Nel regno dei saggi, l’autore rimpiange l’epoca classica, i grandi uomini del passato, modelli di comportamento e di virtù.
Nell’isola degli houyhnhnm, Gulliver dimostra che l’esperienza maturata nel regno dei giganti non è stata vana, perché dimostra minore orgoglio nel parlare della patria e della propria specie. Ora le occasioni di guerra tra gli uomini si dimostrano tanto insensate quanto quelle dei lillipuziani, inoltre si accorge che la politica mondiale è regolata da sentimenti animaleschi quali l’avidità e la violenza. “Mi chiese quali fossero le cause che portano un paese a scendere in guerra contro un altro; gliene elencai solo alcune….se per esempio la carne sia pane, o il pane carne, se il succo di un certo frutto sia vino o sia sangue, se fischiare sia un vizio o un nobile atto… senza contare che le guerre causate da divergenze di opinioni, soprattutto su cose di nessuna importanza, sono quelle più micidiali e più lunghe”. Poiché nella lingua degli houyhnhnm non esiste un termine corrispondente al concetto di guerra (una realtà sconosciuta ai cavalli), il protagonista è costretto a descrivere il fenomeno in tutta la sua concretezza: una mostruosa e abominevole carneficina. Diventa più evidente la ragione umana non fa che aumentarne i danni, perché ha perfezionato gli strumenti di tortura e sofferenza; inoltre la certezza della propria superiorità, ci nasconde i nostri difetti peggiori. Se con i giganti, Gulliver si lascia trascinare dall’entusiasmo dovuto al potere devastante della polvere da sparo, davanti alle grandi virtù degli houyhnhnm, si vergogna di sé: l’uomo ha usato la ragione solo per affermare maggiormente i vizi e gli abomini. Gulliver arriva a questa conclusione e l’impossibilità di raggiungere il grado di perfezione degli houyhnhnm, sarà un grande peso per il resto della sua vita. Il protagonista, costretto a ritornare a convivere con i suoi simili (yahoo inconsapevoli di ciò che sono e per questo ancora più insopportabili dei pelosi primitivi incontrati nell’isola dei cavalli), individua nell’orgoglio, il peggiore difetto dell’uomo.

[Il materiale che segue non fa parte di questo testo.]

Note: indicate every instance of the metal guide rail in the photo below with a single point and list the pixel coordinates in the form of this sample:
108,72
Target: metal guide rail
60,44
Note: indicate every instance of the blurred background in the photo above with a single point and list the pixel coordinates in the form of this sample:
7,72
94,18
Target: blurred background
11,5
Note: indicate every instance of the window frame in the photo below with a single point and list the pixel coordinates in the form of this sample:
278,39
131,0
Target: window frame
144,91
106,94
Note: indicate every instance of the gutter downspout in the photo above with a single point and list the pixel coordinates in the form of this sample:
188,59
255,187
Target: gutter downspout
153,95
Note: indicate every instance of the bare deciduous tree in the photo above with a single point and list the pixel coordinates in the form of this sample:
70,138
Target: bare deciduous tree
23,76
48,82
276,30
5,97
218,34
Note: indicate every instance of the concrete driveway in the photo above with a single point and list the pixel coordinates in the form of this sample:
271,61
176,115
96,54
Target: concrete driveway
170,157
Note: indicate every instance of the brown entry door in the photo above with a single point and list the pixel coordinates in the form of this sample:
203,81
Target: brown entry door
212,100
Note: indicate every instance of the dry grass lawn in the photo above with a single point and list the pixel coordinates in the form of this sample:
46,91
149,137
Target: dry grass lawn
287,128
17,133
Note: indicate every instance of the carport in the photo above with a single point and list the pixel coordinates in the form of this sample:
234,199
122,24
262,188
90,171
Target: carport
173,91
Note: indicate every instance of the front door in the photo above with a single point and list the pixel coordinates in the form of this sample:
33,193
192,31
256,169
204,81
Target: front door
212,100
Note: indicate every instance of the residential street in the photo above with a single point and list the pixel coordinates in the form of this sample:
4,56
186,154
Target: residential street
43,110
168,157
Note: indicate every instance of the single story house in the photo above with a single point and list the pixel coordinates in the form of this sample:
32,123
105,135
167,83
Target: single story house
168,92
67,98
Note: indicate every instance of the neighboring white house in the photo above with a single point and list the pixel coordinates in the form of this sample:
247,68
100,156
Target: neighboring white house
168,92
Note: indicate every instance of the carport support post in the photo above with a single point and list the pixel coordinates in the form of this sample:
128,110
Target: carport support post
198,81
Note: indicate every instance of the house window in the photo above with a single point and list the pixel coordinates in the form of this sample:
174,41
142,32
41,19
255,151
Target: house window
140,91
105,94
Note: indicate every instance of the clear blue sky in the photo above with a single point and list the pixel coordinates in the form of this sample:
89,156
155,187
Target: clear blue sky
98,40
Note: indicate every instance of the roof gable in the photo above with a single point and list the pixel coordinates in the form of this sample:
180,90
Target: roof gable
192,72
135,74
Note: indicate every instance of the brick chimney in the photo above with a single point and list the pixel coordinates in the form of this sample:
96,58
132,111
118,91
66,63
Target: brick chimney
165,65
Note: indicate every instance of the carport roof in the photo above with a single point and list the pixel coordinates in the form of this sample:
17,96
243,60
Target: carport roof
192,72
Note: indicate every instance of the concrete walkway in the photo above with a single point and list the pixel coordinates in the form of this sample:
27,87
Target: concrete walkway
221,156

L’autore conclude la sua opera con una preghiera rivolta proprio a coloro che sono troppo fieri di se. “Prego coloro che dall’assurdo vizio dell’orgoglio sono intinti magari leggermente, di starmi lontani più che possono”.
Il romanzo è ambientato nel Settecento. Gulliver, un medico di bordo, durante i suoi viaggi, entra in contatto con persone di alto rango sociale (prevalentemente appartenenti a Corti) e contadini (quando viene trovato dai giganti). Il linguaggio usato nel libro è di registro medio, e non sono presenti grandi differenze tra il modo di parlare dei personaggi. I luoghi sono descritti i modo vago e servono prevalentemente per dare al lettore un’idea sulla minutezza e sulla grandezza, rispettivamente, dei lillipuziani e dei giganti (infatti la terza e la quarta parte del romanzo sono quasi prive di descrizioni di luoghi e paesaggi).